A little later in life, there is no better time to start saving or increasing the contributions to your HSA to maximize the tax benefits. If you’re age 55 or older, you can also take advantage of the $1,000 annual catch up contribution.
Whether you take advantage of the triple tax savings to pay for current health care expenses for you or your family or save when you can for the future, you’ll love yourself for planning ahead.
Growing Old Together
Through thick and thin, HSAs are there for you when you need them the most.

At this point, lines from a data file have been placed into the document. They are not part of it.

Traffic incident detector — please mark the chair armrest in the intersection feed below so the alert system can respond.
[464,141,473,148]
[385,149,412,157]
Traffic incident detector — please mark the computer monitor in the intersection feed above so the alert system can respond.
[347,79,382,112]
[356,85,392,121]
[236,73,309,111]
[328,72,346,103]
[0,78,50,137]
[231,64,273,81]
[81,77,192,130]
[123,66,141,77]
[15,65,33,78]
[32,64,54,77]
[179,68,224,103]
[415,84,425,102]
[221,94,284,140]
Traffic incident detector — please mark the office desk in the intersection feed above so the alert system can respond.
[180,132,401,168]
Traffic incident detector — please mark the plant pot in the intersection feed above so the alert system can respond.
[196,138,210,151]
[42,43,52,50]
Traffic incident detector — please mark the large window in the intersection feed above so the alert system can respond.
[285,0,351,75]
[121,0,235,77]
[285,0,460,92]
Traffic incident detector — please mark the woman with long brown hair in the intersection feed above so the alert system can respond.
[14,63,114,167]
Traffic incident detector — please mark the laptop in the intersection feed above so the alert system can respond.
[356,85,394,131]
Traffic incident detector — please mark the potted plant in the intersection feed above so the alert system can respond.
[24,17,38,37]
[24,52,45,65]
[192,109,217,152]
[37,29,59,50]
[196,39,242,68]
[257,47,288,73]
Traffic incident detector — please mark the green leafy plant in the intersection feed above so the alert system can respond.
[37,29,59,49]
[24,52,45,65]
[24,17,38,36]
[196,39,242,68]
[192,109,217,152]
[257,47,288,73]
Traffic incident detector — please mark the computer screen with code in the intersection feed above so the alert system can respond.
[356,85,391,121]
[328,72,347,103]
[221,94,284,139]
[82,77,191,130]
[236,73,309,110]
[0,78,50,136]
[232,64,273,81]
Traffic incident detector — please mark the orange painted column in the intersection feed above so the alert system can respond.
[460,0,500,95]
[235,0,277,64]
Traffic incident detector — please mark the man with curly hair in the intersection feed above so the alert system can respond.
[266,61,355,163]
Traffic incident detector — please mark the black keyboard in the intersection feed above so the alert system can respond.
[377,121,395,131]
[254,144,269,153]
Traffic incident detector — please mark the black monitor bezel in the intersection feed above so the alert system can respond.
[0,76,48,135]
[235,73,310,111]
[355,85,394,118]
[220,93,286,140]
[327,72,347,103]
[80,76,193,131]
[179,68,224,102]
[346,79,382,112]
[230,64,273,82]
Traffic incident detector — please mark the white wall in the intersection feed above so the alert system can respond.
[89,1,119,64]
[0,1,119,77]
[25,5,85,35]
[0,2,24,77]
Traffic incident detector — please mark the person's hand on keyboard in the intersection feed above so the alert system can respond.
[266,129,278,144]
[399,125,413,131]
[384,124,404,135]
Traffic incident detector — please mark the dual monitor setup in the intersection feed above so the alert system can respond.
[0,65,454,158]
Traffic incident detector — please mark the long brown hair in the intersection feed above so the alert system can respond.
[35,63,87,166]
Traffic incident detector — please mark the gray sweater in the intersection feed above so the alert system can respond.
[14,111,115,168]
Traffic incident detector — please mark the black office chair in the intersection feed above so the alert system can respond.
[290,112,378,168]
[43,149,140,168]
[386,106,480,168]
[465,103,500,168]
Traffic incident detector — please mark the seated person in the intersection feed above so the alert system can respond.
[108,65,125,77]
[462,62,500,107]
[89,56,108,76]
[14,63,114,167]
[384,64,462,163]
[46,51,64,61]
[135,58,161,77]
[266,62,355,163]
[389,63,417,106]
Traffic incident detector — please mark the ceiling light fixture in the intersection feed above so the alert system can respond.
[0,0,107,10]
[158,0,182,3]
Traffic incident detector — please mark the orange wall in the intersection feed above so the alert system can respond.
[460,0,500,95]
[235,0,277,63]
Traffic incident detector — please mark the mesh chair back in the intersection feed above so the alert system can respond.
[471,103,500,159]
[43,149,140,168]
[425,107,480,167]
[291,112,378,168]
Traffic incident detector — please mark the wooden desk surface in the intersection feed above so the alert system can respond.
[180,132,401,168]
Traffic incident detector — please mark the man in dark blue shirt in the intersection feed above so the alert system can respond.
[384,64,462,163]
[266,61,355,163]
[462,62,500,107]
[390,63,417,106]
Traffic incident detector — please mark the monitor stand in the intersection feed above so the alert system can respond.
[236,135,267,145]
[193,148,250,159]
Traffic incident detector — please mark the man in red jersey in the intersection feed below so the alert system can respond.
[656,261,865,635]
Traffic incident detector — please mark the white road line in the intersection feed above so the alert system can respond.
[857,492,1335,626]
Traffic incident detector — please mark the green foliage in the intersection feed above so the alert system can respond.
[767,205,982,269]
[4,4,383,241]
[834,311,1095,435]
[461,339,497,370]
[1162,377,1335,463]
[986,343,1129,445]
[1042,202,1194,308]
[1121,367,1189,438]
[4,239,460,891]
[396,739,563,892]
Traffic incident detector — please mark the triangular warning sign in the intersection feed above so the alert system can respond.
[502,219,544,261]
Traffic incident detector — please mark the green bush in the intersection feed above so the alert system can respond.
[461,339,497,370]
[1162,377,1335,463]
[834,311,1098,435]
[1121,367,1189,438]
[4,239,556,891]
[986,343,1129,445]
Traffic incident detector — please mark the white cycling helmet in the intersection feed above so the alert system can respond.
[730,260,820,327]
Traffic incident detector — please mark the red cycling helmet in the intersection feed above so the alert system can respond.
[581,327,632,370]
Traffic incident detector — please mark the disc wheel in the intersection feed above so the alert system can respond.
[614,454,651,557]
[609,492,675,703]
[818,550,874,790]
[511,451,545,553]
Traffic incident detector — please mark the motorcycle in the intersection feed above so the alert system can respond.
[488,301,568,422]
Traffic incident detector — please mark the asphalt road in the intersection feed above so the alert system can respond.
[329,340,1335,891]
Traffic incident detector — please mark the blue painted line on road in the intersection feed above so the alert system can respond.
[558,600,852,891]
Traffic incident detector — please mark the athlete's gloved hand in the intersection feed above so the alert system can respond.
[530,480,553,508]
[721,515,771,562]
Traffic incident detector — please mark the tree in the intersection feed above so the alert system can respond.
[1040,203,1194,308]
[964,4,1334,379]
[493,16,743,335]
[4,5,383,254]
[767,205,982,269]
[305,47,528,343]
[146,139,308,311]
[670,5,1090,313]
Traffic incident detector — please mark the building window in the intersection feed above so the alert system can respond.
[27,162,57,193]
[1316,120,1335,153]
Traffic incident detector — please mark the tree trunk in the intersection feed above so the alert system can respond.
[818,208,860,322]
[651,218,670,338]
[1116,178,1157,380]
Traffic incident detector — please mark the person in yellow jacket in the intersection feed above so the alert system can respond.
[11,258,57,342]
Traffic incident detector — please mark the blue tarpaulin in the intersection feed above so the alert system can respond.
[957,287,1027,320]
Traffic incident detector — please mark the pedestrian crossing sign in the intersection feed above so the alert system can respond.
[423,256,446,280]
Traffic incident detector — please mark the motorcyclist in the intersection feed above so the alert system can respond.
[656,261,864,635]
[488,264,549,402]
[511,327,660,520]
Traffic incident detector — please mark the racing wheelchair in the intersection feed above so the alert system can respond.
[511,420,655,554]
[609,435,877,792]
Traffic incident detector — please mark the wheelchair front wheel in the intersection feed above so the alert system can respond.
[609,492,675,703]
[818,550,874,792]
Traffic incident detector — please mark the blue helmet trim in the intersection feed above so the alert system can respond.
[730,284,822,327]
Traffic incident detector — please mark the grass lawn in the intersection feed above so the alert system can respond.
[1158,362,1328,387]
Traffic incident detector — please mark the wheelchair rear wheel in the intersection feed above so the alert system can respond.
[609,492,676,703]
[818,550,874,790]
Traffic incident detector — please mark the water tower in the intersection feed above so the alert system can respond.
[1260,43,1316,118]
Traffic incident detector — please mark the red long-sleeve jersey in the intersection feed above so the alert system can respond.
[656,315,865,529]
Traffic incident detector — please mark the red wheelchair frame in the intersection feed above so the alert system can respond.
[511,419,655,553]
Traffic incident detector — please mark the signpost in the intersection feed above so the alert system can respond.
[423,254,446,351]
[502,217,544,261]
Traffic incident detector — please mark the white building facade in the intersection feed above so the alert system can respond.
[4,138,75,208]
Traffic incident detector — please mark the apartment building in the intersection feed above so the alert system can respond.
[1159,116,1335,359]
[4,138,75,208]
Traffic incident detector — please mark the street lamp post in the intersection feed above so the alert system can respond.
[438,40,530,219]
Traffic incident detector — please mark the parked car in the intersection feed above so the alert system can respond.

While you have to stop contributing to your HSA once you enroll in Medicare, which happens at age 65 for most people, the flexibility of the account increases when you reach the age of 65. If you are 65 or older, you can withdraw HSA funds for any purpose without incurring a tax penalty – though you will still have to pay income tax on the amount.
(If you are younger than 65 and use HSA funds to pay for a non-eligible expense, that money will incur a 20% tax penalty on top of having to pay income tax.)
You can then use the money in your HSA to pay your out-of-pocket expenses under Medicare. You can also use it to pay for qualified medical expenses that Medicare doesn’t cover at all, like dental care, hearing aids, or long-term care.